Eduardo Sadot
La fortaleza de las Fuerzas Armadas en una democracia no radica únicamente en su capacidad operativa, sino en su legitimidad institucional.
Esa legitimidad depende de un principio esencial: su neutralidad política. El Ejército y la Marina pertenecen al Estado mexicano, no al gobierno en turno ni a una corriente ideológica determinada.
Por ello, las expresiones públicas emitidas en años recientes por altos mandos militares generaron un debate responsable, legítimo, delicado, disciplinado y discreto, interna y externamente observable por la sociedad e internacionalmente preocupante por las reacciones que provocó desde otros países. Las declaraciones de los entonces titulares de la Secretaría de la Defensa Nacional y de Marina, utilizando conceptos asociados al discurso político de la llamada Cuarta Transformación, fueron interpretadas por amplios sectores como una ruptura con la tradicional prudencia institucional que históricamente caracterizó a las Fuerzas Armadas mexicanas.
El problema no consiste en las convicciones personales de los mandos militares, pues todo ciudadano tiene derecho a ellas. La cuestión constitucional es otra: quienes encabezan instituciones armadas permanentes deben preservar una conducta pública estrictamente institucional, evitando identificaciones discursivas o ideológicas que comprometan la percepción de imparcialidad del aparato militar frente a la sociedad y frente a la alternancia democrática.
En un régimen constitucional, la subordinación militar al poder civil es indispensable, pero esa subordinación no significa adhesión política al gobierno. Las Fuerzas Armadas obedecen a la Constitución y a las instituciones del Estado, no a proyectos sexenales, movimientos partidistas o narrativas políticas.
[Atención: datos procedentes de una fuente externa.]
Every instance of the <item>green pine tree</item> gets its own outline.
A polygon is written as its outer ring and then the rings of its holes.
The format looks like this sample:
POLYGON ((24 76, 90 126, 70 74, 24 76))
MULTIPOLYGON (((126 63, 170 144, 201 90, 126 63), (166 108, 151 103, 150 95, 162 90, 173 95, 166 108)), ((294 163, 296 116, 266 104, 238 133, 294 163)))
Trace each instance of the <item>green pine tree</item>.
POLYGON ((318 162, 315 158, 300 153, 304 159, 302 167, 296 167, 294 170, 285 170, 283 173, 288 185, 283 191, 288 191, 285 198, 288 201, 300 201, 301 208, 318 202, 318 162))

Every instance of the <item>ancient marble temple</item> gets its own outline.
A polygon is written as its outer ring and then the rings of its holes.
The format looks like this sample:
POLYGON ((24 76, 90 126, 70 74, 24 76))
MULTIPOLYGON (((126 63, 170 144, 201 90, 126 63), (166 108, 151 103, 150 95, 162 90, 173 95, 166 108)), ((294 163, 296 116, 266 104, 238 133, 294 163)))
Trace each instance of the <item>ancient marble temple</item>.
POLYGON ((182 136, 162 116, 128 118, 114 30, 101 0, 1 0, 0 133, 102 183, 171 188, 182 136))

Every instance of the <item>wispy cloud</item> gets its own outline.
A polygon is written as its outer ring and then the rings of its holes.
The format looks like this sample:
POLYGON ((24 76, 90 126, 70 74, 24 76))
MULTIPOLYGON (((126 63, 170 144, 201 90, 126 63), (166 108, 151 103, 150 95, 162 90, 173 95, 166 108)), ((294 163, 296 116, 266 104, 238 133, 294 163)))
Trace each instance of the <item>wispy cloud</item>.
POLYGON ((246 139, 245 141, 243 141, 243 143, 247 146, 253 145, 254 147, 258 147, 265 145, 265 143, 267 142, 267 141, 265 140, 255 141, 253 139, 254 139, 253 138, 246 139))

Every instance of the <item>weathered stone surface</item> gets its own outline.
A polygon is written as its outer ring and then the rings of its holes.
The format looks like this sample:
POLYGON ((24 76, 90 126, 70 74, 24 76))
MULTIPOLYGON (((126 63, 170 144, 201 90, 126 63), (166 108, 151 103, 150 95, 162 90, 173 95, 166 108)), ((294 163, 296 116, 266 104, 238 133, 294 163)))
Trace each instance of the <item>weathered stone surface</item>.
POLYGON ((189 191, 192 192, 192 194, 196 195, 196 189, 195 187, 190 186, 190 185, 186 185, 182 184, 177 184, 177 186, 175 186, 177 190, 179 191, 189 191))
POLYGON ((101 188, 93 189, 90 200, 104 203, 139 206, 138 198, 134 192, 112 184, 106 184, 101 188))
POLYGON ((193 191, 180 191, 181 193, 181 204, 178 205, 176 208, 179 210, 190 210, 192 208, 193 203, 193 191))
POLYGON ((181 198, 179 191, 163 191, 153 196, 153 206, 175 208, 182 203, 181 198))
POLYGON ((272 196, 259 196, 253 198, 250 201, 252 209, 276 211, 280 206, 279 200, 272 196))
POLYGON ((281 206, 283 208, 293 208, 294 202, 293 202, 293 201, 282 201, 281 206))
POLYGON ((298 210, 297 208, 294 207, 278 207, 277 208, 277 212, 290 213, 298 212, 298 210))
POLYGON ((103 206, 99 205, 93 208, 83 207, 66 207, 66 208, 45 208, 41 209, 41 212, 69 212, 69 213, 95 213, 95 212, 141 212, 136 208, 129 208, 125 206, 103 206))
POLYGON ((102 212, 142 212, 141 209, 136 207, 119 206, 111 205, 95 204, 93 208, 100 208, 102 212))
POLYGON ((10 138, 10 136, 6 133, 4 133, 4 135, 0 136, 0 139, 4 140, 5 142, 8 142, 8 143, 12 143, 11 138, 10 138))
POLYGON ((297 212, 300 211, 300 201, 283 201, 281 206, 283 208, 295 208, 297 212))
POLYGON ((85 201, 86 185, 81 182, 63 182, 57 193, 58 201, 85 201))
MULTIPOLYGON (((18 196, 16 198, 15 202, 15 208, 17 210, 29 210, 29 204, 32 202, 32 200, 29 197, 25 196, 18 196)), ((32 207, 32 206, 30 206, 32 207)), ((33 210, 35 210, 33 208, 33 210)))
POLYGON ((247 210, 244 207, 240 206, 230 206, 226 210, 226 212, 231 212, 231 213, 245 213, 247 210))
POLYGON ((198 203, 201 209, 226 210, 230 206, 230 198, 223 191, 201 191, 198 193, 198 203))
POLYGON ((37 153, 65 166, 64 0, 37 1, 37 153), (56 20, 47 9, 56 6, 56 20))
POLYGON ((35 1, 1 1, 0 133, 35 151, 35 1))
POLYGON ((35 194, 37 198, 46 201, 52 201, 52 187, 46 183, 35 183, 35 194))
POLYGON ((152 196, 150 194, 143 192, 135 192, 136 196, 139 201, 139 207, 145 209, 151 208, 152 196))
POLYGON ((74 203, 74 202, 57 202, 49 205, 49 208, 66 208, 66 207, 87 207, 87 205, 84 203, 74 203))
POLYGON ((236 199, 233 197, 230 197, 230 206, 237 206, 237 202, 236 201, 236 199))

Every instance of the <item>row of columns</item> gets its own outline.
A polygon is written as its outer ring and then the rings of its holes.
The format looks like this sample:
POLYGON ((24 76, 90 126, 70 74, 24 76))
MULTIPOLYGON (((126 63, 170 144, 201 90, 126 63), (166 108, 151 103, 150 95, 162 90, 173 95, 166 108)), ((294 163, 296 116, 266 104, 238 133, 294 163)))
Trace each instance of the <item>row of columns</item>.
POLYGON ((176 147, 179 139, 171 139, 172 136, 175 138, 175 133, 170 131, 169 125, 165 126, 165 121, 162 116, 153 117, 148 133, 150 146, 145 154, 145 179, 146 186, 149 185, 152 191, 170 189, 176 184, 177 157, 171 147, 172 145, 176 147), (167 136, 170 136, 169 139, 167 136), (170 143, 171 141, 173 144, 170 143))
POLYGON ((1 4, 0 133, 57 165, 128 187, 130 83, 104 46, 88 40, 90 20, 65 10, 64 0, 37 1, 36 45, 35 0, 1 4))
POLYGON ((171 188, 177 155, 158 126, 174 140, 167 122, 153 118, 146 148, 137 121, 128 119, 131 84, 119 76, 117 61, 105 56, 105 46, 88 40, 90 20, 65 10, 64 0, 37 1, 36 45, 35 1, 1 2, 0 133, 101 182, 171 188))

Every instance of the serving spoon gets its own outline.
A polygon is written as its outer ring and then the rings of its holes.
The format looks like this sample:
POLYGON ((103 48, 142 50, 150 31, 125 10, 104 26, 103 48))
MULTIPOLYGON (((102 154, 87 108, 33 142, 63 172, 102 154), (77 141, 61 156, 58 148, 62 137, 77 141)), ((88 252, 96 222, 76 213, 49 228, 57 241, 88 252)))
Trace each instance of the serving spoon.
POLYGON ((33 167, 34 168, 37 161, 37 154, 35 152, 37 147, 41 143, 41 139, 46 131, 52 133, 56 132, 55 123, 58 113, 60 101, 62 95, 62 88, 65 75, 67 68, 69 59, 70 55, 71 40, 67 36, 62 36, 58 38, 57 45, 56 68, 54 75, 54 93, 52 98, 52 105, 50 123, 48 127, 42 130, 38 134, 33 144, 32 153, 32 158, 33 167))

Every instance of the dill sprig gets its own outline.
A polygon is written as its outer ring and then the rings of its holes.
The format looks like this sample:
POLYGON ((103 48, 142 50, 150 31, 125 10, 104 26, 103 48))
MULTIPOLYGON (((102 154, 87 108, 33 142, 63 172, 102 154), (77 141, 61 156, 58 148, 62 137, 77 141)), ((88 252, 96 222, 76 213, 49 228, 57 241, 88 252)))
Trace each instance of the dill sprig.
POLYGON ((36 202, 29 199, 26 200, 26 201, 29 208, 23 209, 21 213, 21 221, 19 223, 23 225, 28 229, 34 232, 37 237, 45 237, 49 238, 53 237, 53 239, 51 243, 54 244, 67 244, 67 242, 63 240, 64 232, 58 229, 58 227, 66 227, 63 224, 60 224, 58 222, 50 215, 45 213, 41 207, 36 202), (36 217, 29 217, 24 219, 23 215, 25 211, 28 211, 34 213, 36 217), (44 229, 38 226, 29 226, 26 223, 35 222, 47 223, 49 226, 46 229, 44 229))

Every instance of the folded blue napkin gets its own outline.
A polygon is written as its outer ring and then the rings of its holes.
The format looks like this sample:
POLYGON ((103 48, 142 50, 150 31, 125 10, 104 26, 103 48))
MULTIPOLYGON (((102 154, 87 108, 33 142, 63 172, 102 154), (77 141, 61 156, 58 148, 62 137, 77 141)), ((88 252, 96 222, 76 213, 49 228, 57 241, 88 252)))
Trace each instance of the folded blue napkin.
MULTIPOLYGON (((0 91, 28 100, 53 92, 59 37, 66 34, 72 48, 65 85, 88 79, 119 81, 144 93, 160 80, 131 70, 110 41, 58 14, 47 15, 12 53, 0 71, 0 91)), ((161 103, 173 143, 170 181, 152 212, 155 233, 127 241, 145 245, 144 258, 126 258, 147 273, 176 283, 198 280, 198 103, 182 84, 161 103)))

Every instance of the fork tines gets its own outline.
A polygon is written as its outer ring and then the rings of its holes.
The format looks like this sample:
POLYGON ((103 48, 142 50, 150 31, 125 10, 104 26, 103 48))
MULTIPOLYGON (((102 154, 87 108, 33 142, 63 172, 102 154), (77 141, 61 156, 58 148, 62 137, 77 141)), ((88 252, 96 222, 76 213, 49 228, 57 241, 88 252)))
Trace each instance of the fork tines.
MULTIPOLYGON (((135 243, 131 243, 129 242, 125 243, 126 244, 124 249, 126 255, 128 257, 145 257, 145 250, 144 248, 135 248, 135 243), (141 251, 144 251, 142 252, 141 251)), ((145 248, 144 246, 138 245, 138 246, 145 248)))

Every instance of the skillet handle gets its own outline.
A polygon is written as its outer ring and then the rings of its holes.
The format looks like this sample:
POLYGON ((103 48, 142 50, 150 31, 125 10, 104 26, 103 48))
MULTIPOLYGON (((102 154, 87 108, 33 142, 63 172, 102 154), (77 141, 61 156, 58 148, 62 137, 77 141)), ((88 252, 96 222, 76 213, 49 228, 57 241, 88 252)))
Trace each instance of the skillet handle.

La discusión adquirió mayor relevancia debido a la expansión sin precedentes de responsabilidades militares durante los últimos años: seguridad pública, puertos, aduanas, aeropuertos, obras estratégicas y participación en empresas estatales, pero se sabía que “Seguridad Nacional” fue un pretexto que exponía a las Fuerzas Armadas. Aunque dichas atribuciones fueron formalmente autorizadas dentro del marco jurídico vigente, su concentración modificó de manera significativa el equilibrio tradicional entre autoridad civil y presencia militar en áreas estratégicas de la administración pública.
La preocupación democrática no radica en afirmar la existencia de una ruptura constitucional o de un “golpe de Estado” en sentido jurídico estricto. México conserva elecciones, poderes civiles y orden constitucional formal. El riesgo es más profundo y gradual: la erosión progresiva de la neutralidad política de las instituciones armadas y la posible percepción social de que éstas mantienen cercanía con un proyecto político determinado.
La experiencia histórica latinoamericana demuestra que cuando las Fuerzas Armadas comienzan a ser percibidas como políticamente identificadas con gobiernos o movimientos específicos, las instituciones republicanas se debilitan y aumenta la polarización sobre organismos que deberían permanecer ajenos a la disputa partidista.
Precisamente por ello, la prudencia política de los altos mandos no es una exigencia ideológica ni una posición opositora. Es una obligación institucional derivada de la naturaleza constitucional de las Fuerzas Armadas como instituciones permanentes del Estado.
La transición presidencial del año 2000 dejó un precedente relevante. Frente a la primera alternancia política moderna, las Fuerzas Armadas actuaron con plena institucionalidad y respeto al mandato democrático. Ese comportamiento consolidó confianza pública y fortaleció la estabilidad del Estado mexicano. Preservar esa tradición apolítica constituye hoy una necesidad democrática fundamental.